For years, these graves have been neglected and been forgotten in the yellow pages of history. That was until two years ago when the management of Rietvlei nature reserve realised the significance of these graves and resolved to restore them.
Today, the graves are neatly enclosed with palisade and three notice boards give a brief synopsis of the history.
Thomas Moodie was married to nee Cecilia Jacomina Robbertse. The couple had three daughters and seven sons.
The couple’s eldest son, Jan Hendrik Robbertse remained in South Africa. The second daughter, Johanna Maria, married Daniel Elardus Erasmus of the farm Rietvlei. Thomas Dreyer Moodie, born 1874, the third son of Thomas and Cecilia, returned to South Africa with his widowed mother Cecilia in 1896 and married Susanna Margaretha Erasmus, sister of Daniel Elardus Erasmus of Rietvlei.
Cecilia, one of the first pioneers of Rhodesia lived till her death in 1905 on the farm of her son-in-law.
But there is more. Concealed between the gentle slopes, there are the historical site of an old farmhouse and outbuildings that survived and which was restored in the late 1980s.
Also to be found are a stone rampant and readouts where the British forces are said to have installed a field gun during the occupation of Pretoria during the Anglo Boer War as well as the foundation of a zinc blockhouse dating from the same period.

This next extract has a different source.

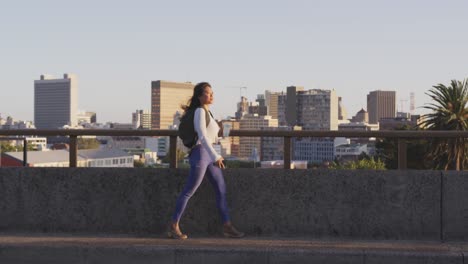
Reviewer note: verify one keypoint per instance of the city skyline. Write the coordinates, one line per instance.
(117, 49)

Rietvlei nature reserve was bought by the government on 2 September 1929 and proclaimed as a nature reserve.
It also bears testimony of one of the most dreadful times in South Africa’s history. During the depression in 1934 it was the saving grace for many poor and destitute South Africans willing to do any work just to survive.
Rietvlei dam, built during the great depression, was completed in 1934. Manual labour was mainly used for constructing of the dam wall and surrounding brickwork. During those difficult years, labourers were only too grateful to receive a fixed income of four shillings a day. Mule carts were used to move the soil on the site where the dam wall was built.